Na Alemanha do século XIX, Ellen Hutter vê-se separada do seu marido após a lua-de-mel, quando Thomas parte em direção à Transilvânia para garantir a assinatura do contrato imobiliário que tornaria uma decrépita mansão na nova casa do excêntrico e antiquíssimo (na realidade, a cair de podre) Conde Orlok. Herrin Hutter é rapidamente assombrada pelo regresso dos sonhos misteriosos e perturbadores dos quais padecia na infância e Herr Hutter vê-se retido num castelo impróprio para a vida humana.

Nosferatu só permite duas opiniões. Uma é a do meu companheiro de cinema, cujo filme favorito contraditoriamente é o Hereditário: «boa interpretação, mas é uma seca, parecia uma peça de teatro» e, não julgando, mas sempre julgando, «estás é maluco, é uma obra-prima». Eu disse que mudava de ideias ao longo deste percurso.

Este é um filme que se move devagar enquanto avança a toda a velocidade, retratando semanas do terror e desespero que lançam a sua sombra sobre as personagens. Está bastante bem contextualizado em termos históricos, o que traz consigo todo um diálogo elaborado, com muitos costumes e mitologia à mistura, e isso não é para todos os gostos. O que também não é para todos os gostos é a forma não filtrada, grotesca e aterradora com que aborda certas temáticas — a sexualidade de forma nada sexual, a sedução do horror, a putrefação do corpo e da mente humana.
Toda a gente sabe que prefiro ficar-me por avaliações do ponto de vista do consumidor e tento nem tocar nas questões técnicas nem avançar muito por significados ocultos. Afinal, sou eternamente defensora da frase «às vezes, uma história é só uma história» e não temos de escrutinar todos os significados por trás de cada ação.

A verdade é que, quanto mais me alimentam com filmes deste género, mais alimentam o bichinho dentro de mim que quer ter um clube bimensal num qualquer bar obscuro, com pessoas que queiram discutir a significação da arte do terror.

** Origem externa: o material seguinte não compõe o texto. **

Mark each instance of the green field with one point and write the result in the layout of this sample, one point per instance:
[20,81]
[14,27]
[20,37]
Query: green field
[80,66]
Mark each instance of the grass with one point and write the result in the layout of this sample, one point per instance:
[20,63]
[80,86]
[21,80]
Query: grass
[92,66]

E que significado dar a Nosferatu que não seja relacioná-lo com a temática da doença mental? Tão atrozmente abordada no campo médico como belissimamente retratada na longa-metragem, a doença mental espalha-se sumptuosamente por toda a história de Nosferatu, escondendo-se em todos os cantos e recantos, consumindo toda a matéria e o metafísico.

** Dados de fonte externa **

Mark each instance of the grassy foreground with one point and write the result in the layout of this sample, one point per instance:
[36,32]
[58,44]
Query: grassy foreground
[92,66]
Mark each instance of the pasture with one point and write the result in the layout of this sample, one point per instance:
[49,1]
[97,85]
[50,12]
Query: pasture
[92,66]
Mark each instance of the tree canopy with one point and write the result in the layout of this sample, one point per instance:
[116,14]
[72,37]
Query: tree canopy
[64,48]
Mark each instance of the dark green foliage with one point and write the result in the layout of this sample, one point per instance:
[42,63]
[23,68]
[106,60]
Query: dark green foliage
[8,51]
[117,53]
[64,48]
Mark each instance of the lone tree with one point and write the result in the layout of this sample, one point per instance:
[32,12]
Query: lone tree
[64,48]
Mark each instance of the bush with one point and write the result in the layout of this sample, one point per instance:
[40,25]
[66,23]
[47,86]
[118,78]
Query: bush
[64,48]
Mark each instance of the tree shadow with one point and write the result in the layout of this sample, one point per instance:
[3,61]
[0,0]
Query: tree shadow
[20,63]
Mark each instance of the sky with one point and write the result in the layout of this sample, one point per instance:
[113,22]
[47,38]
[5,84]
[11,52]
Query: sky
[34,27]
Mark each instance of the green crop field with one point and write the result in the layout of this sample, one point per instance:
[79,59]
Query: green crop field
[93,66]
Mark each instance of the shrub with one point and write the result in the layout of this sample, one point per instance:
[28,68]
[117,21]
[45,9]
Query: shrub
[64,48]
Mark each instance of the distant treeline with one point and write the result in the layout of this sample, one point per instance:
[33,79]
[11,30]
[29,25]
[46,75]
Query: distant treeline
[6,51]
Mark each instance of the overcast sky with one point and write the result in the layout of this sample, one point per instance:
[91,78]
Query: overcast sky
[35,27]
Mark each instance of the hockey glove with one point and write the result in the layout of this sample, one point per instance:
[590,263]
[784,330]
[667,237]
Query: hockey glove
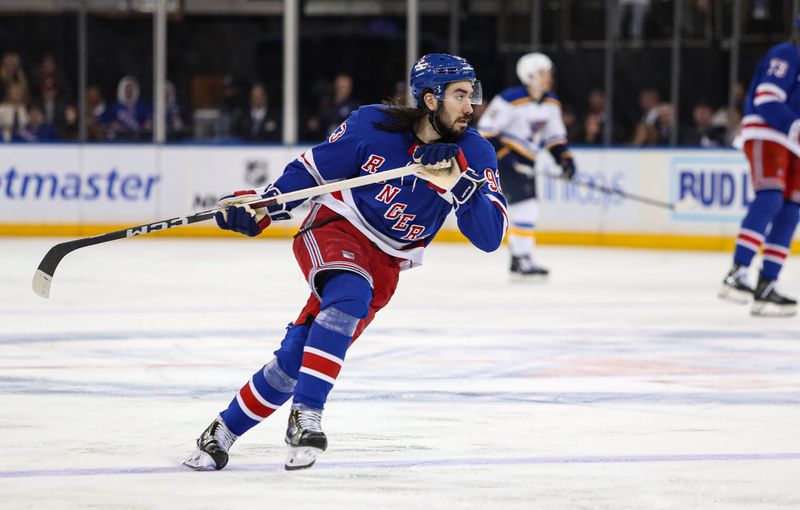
[445,168]
[240,217]
[568,168]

O Conde Orlok é, em si, a personificação da doença mental, desde a esquizofrenia, ao trauma geracional, à genética mal codificada, à depressão, à conspurcação dos limites do «eu» e aos ID mal resolvidos, erguendo-se num manto negro cuja sombra se estende para lá do compreensível à mente humana. Estende-se para lá do natural, entrando, na história de Nosferatu, no campo do oculto. Há coisas que nem a ciência de hoje consegue explicar.

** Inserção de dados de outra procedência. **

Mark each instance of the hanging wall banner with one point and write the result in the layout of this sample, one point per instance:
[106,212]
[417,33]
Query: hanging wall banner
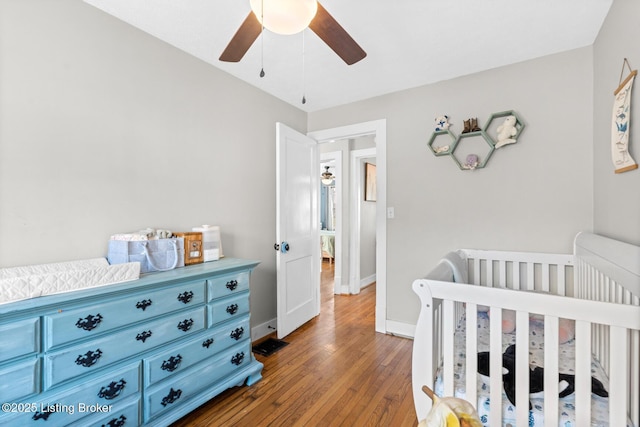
[620,156]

Já antigamente tudo era do útero, tudo era histeria, tudo era resolvido com corpetes e sangramentos, e só quando um homem se opunha é que a coisa era reconsiderada. Esse também é o mote de Nosferatu, onde é a mesma mulher oprimida a resposta para aquilo que o homem não pode resolver. Sim, no meio dos seus saiotes, Nosferatu também é um filme sobre o empoderamento da mulher.

Interpretações à parte, com todos os que de vós discordam a redigirem já um e-mail de desagrado à editora-chefe da Fábrica, mal sabendo que o meu lugar é vitalício pelo contrato assinado a sangue, vamos limitar-nos aos factos:

1 – Nosferatu é uma brisa de ar fresco num mundo cinematográfico saturado de vampiros;

2 – O elenco é forte, torna as personagens reais;

3 – Tem conto de terror, tem conto de amor, tem heróis, tem medicina, tem história e época, tem comédia até. Só não tem histórias de encher chouriços;

4 – É altamente artístico e envolvente na forma como brinca com as imagens, as cores e os sons;

5 – É um filme perturbador, mas altamente sedutor.


Nosferatu é um filme de elevated horror, terror histórico, terror sobrenatural, terror psicológico e gore (com o Bill Skarsgård!!!) e, se não concordam que dá para todos os gostos, o problema é todo vosso.